Benjamin Davis Murphy, Guitar/Lap Steel
Crosby Stills & Nash, Crosby Stills & Nash: I used to hate this record when I was a kid, but at some point in my freshman year of college when i was listening to folky, indie-label stuff like Palace and Elliott Smith,. I realized that what i liked so much about those bands were the elements that reminded me of that CSN album I heard so much as a kid. I still listen to that first CSN record regularly. Marshall Preddy, Vocals/Guitar From birth until I was almost 6, I lived in Pasadena. And this was the Urban Cowboy heyday, so my dad was a huge fan of the day's country radio hits. I remember loving Johnny Lee, Don Williams, Kenny Rogers, Conway Twitty, and Charley Pride. My dad also bought me my first two cassettes ever, which were the Lovin' Spoonful and the Ventures.
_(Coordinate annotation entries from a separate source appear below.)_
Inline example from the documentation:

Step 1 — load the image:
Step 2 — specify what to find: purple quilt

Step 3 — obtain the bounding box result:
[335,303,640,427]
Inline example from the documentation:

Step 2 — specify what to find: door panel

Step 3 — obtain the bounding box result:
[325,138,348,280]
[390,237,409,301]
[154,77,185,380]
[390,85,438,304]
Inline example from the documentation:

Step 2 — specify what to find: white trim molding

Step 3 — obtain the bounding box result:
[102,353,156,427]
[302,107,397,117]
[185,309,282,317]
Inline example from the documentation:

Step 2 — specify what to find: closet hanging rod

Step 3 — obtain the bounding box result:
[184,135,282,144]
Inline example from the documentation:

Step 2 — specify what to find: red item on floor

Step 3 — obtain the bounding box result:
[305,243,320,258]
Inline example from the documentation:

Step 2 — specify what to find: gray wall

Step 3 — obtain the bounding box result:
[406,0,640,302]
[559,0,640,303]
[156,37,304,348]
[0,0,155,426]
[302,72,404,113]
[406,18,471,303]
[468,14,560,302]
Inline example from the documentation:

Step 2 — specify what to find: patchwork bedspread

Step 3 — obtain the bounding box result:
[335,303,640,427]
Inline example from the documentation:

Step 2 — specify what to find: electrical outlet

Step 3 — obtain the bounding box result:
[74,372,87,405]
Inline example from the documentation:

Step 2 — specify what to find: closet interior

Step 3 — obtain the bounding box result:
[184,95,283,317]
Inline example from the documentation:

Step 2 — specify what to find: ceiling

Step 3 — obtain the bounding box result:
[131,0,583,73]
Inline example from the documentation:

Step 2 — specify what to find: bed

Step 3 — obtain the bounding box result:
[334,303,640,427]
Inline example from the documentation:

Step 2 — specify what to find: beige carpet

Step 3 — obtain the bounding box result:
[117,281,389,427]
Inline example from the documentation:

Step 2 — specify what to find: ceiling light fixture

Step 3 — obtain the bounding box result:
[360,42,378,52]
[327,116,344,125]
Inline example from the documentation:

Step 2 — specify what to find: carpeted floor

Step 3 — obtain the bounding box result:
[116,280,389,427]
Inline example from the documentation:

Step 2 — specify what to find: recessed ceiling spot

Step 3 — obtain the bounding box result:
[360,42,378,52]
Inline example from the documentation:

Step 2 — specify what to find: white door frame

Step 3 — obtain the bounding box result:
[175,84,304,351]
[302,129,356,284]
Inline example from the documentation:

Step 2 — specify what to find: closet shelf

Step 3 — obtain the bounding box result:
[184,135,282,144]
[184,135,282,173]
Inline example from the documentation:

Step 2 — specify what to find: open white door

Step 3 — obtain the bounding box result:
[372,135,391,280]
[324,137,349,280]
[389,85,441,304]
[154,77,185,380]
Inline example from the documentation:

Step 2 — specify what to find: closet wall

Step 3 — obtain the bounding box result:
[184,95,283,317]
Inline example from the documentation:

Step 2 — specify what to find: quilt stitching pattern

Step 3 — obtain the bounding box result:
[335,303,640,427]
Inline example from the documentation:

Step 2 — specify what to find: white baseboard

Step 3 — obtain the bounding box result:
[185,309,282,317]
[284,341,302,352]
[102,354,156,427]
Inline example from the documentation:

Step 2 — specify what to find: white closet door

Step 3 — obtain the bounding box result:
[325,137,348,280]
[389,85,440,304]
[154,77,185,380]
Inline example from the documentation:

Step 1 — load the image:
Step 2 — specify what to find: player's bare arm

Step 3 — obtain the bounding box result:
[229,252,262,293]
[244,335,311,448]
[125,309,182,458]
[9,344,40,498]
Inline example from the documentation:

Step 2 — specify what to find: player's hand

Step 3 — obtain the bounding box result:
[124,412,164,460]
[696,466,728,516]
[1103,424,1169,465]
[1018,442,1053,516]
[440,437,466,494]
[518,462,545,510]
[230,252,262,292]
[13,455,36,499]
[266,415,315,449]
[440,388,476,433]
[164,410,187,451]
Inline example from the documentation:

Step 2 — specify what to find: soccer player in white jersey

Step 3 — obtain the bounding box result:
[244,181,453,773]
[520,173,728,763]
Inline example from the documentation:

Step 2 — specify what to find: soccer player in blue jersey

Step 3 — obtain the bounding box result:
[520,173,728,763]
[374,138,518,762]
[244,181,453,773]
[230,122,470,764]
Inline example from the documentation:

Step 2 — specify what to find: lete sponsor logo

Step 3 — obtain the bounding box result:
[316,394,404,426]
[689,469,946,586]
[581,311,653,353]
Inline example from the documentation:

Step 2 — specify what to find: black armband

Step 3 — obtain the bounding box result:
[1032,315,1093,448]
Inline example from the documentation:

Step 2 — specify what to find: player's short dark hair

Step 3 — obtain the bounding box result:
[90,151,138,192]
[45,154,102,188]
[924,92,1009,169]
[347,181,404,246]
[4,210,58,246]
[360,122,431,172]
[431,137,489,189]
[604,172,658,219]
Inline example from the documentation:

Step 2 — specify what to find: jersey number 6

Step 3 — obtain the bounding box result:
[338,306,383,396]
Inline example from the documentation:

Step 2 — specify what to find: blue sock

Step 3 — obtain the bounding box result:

I still love all that stuff. My Mom was more pop-oriented, and she owned a lot of vinyl. She had Blondie, Fleetwood Mac, Eagles, Beach Boys. But my brother and I would always beg her to play us the same 8-track cassette in the stereo of her '79 Mustang: Queen's News of the World. Chris Kahlich, Guitar
My dad was into the classic-rock radio. At 12, with a hand-me-down record player from the neighbor, I started playing my dad's record collection. I remember Houses of the Holy mesmerizing me with its double-gatefold artwork, the super energetic intro in Song remains the Same and the mystical long songs, "The Rain Song" and "No Quarter." Johnathan Sage, Bass Willie Nelson and Charlie Rich. Riding in the car a lot listening to the 8-tracks, I always looked at the pictures on the front and tried to imagine how those guys looked while they were singing. Willie looked odd without the long hair. Jeff Senske, Drums
My dad was a real guitar guy. He didn't play, but I know he wished he did. He was into Clapton, Stevie Ray, Carlos Santana, and Mark Knopfler. I also remember a lot of Bob Dylan always on 8-track tapes, Styx's The Grand Illusion record, Big Brother and the Holding Company, The Strawberry Alarm Clock, and Elton John's "Goodbye Yellow Brick Road." Later it was a lot of country. Basically everything you hear on the Country Legends station these days. I couldn't stand it then, but adore it now. Lots of nostalgia in those songs. I never knowingly reference it, but I when I stop to think about it, those influences are pretty dominant in my tastes and playing style now, which is a mix of classic rock and country. It's kind of cool perspective actually. Gee, thanks Dad! Bright Men of Learning perform 5:50 p.m. Sunday, November 15, on the Helios Upstairs stage at AvantGarden, 411 Westheimer.